GAWB owns and operates Awoonga Dam on the Boyne River along with a network of delivery pipelines, water treatment plants and other bulk water distribution infrastructure in the Gladstone region in Central Queensland. GAWB has a water allocation of 78,000 mega litres per annum (ML p.a.) from Awoonga Dam, granted under the Water Act, and is a bulk water supplier to the Gladstone region. This means we can extract a maximum of 78,000 ML p.a. from Awoonga Dam for supply to customers. We play a significant role in the economic sustainability of the Queensland economy due to the diverse, export-orientated industries located in the region.

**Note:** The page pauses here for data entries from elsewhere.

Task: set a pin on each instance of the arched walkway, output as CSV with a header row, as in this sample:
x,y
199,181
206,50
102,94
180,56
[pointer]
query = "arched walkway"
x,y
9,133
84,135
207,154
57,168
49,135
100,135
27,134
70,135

The Boyne River Basin is in Queensland’s central coast region and covers approximately 2590 square kilometres. The catchment is bound by Many Peaks Range to the east, Dawes Range to the south, Calliope Range to the south-west and Boyne Range to the west. The terrain is relatively steep with heights ranging from 600 to 850 metres above sea level. The Boyne River Basin plan area comprises a single catchment with one major river system (the Boyne River) and several tributaries (including Ridler, Degalgil, Marble and Diglum Creeks) that drain to Gladstone Harbour and the Great Barrier Reef.
The climate of the Boyne River Basin is classified as sub-tropical with warm to hot summers and mild dry winters. The average annual rainfall in the basin ranges between 800 and 1000 millimetres.
Gladstone is the major regional centre in the Boyne River Basin and is an area of economic significance at both a state and a national level due to its metals processing industries, power generation and port facilities, which all utilise water sourced from the Boyne River, more specifically Awoonga Dam.
Several ecologically important areas and protected areas both within and adjacent to the plan area include the Coral Sea, Great Barrier Reef World Heritage Area, Dugong Protection Areas, Boyne Island Conservation Park and various national parks and state forests. More specifically, Diglum Creek has significant environmental values including rainforest and coastal significant vegetation and important habitat of the critically endangered Kroombit tinkerfrog (Taudactylus pleione).
The focus of GAWB’s catchment management is to achieve an appropriate balance in commercial, water quality and environmental outcomes. The main risks for the raw water quality in Lake Awoonga are the land uses and environmental features of the upper Boyne River catchment over which GAWB has limited control. GAWB is an active member of the Fitzroy Basin Association’s Boyne Calliope Catchment Management which promotes neighbouring landholder activities that maintain and improve water quality, riparian fencing and off-stream watering points for cattle.
The Boyne Valley catchment is approximately 2,230km2. The quality of water within Awoonga Dam is significantly influenced by the type and management of land use activities in the catchment, with nutrients and sediment levels attributed to the land clearing and cattle grazing that has occurred in the Boyne Valley over the past 100 years.
Raw water collected from the catchment runs into the Boyne River and is stored in Lake Awoonga. The storage of water in Awoonga Dam involves a combination of physical, chemical and biological changes which are influenced by the size and shape of Lake Awoonga. Inflow and weather conditions, amongst other things, affect water quality and its suitability for use.